Navigating the bundle
Solicitors who compile hearing bundles sometimes put in a tabbed divider card for every single document. That’s a pain: it adds a lot of bulk to the bundle and obscures the post-it notes you want to add to mark the most important documents.
But it’s true that it can be helpful to be able to flick quickly to the next document. The other week, dealing with a fat bundle, I got bored of repeatedly turning through the pages of a management statement of case – complete with multiple appendices – in order to get to the next document in the chronological sequence. So I used a heavy-duty hole punch to make a notch in the top right hand corner off all the pages of the statement of case and its appendices. That made it easy to skip to the end of the statement of case.
Not rocket science – just a little thing that can make life slightly easier in a paper-heavy case.
I must say that I share your frustration with solicitors insistence on using tabs! I usually remove them all together and go by page number alone. I tend to use folding bulldog clips to keep a large document in ‘one lump’ within the bundle.
I would also highly recommend moving to an electronic bundle. I now scan all bundles that I receive and have copies on my MacBook and on an iPad. You can also electronically mark particular points that you want to go to in the bundle, annotate and add highlighting. When someone mentions the page number in the tribunal I am on that page within two or three seconds while everyone else is swinging their way through lever arch files.
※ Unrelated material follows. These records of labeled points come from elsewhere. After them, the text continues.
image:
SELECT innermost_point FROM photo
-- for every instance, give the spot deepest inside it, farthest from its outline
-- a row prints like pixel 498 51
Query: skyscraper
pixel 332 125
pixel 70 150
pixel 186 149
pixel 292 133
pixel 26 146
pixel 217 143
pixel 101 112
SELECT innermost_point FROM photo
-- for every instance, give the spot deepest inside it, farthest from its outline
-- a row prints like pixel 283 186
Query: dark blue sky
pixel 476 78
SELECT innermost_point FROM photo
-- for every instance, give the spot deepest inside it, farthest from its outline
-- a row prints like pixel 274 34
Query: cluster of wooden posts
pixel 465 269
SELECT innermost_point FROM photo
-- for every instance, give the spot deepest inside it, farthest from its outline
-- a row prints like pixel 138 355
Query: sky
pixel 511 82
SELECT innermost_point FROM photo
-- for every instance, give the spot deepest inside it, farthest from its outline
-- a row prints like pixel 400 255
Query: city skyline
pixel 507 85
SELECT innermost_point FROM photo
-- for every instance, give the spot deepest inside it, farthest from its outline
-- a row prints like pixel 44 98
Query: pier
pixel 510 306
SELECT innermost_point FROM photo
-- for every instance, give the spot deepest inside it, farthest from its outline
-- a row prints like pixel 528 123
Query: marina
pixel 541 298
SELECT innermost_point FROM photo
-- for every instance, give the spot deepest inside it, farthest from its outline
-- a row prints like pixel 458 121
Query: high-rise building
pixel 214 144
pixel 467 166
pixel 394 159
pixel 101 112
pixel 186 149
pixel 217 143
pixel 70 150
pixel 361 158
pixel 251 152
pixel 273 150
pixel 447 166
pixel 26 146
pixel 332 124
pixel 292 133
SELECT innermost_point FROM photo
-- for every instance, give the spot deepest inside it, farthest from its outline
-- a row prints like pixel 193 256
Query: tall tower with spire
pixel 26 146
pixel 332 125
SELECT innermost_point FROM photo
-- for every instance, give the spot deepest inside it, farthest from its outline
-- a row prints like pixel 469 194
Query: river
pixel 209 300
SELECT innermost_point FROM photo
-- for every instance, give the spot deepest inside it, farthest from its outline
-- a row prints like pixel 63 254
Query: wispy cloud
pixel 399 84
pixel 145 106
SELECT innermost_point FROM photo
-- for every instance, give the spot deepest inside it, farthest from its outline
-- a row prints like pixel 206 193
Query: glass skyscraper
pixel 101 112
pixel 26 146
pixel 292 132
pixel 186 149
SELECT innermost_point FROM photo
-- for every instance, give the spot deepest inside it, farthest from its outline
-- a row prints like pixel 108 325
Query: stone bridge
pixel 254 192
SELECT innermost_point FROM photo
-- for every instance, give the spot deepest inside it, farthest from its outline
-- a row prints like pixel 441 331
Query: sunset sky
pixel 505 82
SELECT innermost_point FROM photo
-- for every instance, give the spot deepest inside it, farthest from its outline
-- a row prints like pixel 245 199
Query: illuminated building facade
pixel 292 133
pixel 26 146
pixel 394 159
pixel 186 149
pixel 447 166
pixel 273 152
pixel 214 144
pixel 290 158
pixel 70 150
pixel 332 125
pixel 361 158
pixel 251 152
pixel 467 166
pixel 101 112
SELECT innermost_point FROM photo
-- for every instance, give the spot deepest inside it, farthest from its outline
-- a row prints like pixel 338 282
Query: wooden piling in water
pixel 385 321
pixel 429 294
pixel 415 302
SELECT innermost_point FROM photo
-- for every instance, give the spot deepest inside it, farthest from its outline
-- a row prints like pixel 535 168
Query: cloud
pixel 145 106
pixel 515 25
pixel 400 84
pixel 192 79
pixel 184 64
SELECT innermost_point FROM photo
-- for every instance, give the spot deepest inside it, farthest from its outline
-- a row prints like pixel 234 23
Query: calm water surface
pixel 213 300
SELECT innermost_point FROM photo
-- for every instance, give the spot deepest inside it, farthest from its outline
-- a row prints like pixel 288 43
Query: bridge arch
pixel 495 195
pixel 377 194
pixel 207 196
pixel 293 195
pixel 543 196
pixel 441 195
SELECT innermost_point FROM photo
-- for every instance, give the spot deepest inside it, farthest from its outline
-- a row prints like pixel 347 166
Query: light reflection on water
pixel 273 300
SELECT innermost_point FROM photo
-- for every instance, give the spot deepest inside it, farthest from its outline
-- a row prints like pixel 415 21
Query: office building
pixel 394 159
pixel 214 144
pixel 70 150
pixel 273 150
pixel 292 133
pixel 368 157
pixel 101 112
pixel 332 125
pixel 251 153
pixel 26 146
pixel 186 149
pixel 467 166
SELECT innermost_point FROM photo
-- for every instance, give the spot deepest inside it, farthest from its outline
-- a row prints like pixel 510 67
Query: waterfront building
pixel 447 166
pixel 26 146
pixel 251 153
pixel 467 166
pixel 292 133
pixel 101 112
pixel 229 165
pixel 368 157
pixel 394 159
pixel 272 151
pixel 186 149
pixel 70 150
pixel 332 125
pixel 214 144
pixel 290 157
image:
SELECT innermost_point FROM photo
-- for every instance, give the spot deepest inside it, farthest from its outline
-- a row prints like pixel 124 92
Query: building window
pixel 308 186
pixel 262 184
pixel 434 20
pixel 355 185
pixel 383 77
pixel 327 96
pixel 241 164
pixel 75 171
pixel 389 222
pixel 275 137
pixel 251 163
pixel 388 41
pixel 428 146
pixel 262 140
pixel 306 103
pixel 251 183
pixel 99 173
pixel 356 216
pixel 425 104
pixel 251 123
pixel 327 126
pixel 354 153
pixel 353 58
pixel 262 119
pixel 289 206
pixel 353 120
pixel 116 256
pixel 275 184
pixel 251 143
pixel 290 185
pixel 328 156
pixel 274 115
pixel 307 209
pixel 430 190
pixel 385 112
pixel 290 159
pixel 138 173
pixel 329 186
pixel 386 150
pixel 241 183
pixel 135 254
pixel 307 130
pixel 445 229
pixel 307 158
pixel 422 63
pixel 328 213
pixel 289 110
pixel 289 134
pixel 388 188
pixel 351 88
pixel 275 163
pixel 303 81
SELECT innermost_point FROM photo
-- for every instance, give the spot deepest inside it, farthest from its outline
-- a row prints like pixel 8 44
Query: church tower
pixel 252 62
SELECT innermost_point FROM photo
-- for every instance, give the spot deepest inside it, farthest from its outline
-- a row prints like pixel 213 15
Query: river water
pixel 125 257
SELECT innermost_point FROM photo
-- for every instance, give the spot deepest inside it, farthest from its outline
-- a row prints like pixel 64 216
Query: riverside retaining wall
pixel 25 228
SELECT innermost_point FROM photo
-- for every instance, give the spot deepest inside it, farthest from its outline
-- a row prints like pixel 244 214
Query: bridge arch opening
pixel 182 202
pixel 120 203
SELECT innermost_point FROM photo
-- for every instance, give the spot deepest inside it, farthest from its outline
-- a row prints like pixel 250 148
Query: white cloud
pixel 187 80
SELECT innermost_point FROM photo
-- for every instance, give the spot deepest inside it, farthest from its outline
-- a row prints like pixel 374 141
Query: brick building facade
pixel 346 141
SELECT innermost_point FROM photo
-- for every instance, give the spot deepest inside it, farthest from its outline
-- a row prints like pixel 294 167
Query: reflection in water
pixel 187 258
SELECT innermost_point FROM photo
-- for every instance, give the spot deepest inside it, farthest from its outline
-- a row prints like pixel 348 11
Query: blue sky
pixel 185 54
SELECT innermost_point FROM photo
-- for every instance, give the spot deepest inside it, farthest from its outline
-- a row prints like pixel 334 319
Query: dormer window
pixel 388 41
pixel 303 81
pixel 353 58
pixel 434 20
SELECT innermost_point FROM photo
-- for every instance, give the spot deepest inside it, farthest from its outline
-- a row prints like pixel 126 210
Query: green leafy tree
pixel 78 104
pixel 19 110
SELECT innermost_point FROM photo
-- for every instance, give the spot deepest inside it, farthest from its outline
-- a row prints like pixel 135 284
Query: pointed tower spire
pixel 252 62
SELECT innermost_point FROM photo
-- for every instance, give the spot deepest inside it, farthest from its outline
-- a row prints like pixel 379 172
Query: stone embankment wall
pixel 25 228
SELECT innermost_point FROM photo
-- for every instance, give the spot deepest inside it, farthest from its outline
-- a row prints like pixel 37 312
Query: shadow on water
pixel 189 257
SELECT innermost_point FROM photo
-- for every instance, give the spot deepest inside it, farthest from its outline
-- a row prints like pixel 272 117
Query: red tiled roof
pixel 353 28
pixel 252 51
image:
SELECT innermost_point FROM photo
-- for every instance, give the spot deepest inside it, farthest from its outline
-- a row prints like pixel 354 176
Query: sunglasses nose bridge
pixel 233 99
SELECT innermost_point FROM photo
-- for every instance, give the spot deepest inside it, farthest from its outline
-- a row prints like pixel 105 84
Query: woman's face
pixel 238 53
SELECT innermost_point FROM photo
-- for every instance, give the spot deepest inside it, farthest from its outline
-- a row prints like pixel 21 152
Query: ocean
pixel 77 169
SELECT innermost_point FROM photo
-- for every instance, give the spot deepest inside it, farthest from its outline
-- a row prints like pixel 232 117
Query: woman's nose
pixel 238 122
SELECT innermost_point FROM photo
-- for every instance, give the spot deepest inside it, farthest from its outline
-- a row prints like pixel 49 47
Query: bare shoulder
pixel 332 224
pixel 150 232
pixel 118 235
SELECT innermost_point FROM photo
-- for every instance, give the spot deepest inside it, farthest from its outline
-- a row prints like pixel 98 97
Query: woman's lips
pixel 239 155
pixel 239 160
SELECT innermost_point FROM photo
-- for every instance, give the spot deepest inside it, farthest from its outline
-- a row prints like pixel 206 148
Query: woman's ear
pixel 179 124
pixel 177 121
You can also have annotated and highlighted witness statements electronically and you can add your own notes during the hearing.
It isn’t something I would recommend anyone doing unless and until you are comfortable with it and I must confess I do always have a hard copy of everything with me as well but I am now at the stage where I very rarely need to resort to it. I also have a hard copy notebook with me which I probably do still resort to quite a bit.